Salomon (2003) used conditional logistic regression to model rank data from the UK measurement and valuation of health (MVH) valuation of the EQ-5D. He was able to estimate a model equivalent to the original TTO model by rescaling the worst state using the observed TTO value. Other methods of rescaling were also considered, including normalization to produce a utility of 0 for death, but these were found not to provide the best-fitting predictions.
DCEs have their theoretical basis in random utility theory. Although DCEs have become a very popular tool for eliciting preferences in health care, the vast majority of published studies using DCE methodology have tended to focus on the possibility that individuals derive benefit from nonhealth outcomes and process attributes in addition to health outcomes.

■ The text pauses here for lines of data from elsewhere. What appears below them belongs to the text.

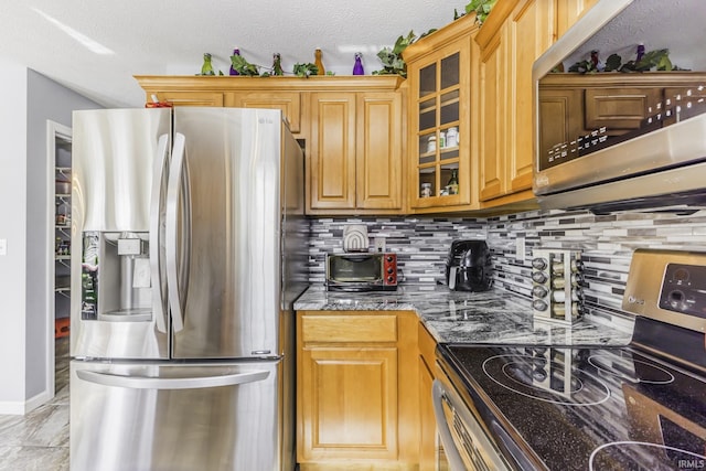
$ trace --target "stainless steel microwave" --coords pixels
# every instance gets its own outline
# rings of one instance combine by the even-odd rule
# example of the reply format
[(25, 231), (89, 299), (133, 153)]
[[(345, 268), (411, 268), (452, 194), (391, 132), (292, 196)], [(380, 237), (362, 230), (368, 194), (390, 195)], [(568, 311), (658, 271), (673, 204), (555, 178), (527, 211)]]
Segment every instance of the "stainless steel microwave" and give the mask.
[(327, 255), (327, 289), (393, 291), (397, 289), (397, 254)]
[(600, 0), (535, 62), (542, 207), (706, 207), (705, 12), (703, 0)]

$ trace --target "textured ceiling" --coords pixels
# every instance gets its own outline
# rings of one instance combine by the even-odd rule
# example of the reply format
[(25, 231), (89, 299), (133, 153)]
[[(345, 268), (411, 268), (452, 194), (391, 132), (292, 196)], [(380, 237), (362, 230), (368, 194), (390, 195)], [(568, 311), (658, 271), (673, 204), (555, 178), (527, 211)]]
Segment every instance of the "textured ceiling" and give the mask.
[[(132, 75), (195, 74), (204, 52), (227, 74), (234, 46), (264, 66), (278, 52), (286, 72), (313, 62), (320, 47), (325, 68), (338, 75), (351, 74), (353, 55), (362, 52), (370, 74), (382, 68), (383, 46), (410, 30), (448, 24), (469, 1), (2, 0), (0, 60), (108, 107), (142, 106)], [(706, 0), (635, 0), (633, 7), (640, 18), (616, 23), (607, 43), (590, 47), (631, 54), (644, 42), (648, 50), (668, 47), (680, 66), (706, 69)]]
[(634, 0), (564, 65), (588, 60), (592, 50), (602, 61), (617, 53), (625, 63), (635, 58), (640, 43), (646, 51), (667, 49), (672, 64), (681, 68), (706, 71), (706, 1)]
[[(469, 0), (470, 1), (470, 0)], [(204, 52), (228, 73), (238, 46), (252, 63), (314, 62), (350, 75), (355, 52), (365, 72), (376, 53), (410, 30), (441, 28), (466, 0), (2, 0), (0, 58), (28, 66), (108, 107), (142, 106), (132, 75), (191, 75)], [(90, 41), (96, 44), (90, 43)], [(100, 46), (108, 51), (93, 52)]]

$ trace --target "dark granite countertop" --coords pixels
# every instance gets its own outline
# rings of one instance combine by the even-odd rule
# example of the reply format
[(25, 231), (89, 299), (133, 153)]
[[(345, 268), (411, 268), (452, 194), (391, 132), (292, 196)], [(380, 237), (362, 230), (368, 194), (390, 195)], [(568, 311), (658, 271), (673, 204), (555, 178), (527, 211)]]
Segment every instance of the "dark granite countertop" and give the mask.
[(573, 325), (535, 321), (531, 301), (501, 289), (450, 291), (403, 285), (397, 291), (334, 292), (314, 285), (295, 302), (298, 311), (415, 311), (439, 343), (625, 345), (632, 332), (581, 320)]

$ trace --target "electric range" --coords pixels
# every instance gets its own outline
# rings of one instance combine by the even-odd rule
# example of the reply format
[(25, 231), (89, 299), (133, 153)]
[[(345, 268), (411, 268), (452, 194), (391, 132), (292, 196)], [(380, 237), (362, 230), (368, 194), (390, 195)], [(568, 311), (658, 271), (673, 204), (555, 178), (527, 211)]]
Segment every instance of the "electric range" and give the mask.
[(452, 467), (706, 469), (706, 254), (637, 250), (623, 309), (623, 347), (440, 344)]

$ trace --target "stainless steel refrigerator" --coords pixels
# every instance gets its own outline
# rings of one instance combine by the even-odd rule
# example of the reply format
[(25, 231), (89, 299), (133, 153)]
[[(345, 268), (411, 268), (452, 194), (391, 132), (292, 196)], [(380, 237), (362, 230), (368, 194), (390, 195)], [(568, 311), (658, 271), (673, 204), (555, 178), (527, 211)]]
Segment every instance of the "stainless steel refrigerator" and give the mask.
[(291, 470), (303, 156), (280, 111), (75, 111), (71, 469)]

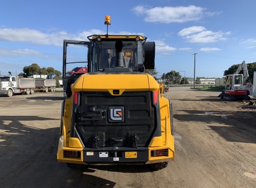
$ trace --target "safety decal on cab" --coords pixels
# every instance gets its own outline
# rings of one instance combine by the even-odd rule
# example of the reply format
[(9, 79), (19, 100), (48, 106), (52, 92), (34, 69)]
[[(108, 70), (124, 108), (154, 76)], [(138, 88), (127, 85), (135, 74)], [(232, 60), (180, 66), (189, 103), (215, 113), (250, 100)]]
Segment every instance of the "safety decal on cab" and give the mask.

A limited number of studies have used DCEs to estimate values for different health state profiles and few have linked these values to the full-health dead scale required for the calculation of QALYs. Ratcliffe et al., (2006) used an external valuation of the worst state of health defined by the classification (i.e. PITS state by TTO to recalibrate the results of a DCE onto the conventional 0 to 1 scale. Brazier et al. (2007) have finally used DCE data on their own by setting death to 0 and including death in some of the comparisons. The use of DCE – and to a lesser extent ranking data for this purpose – is at an early stage of development, however, it offers promise as an alternative to cardinal methods.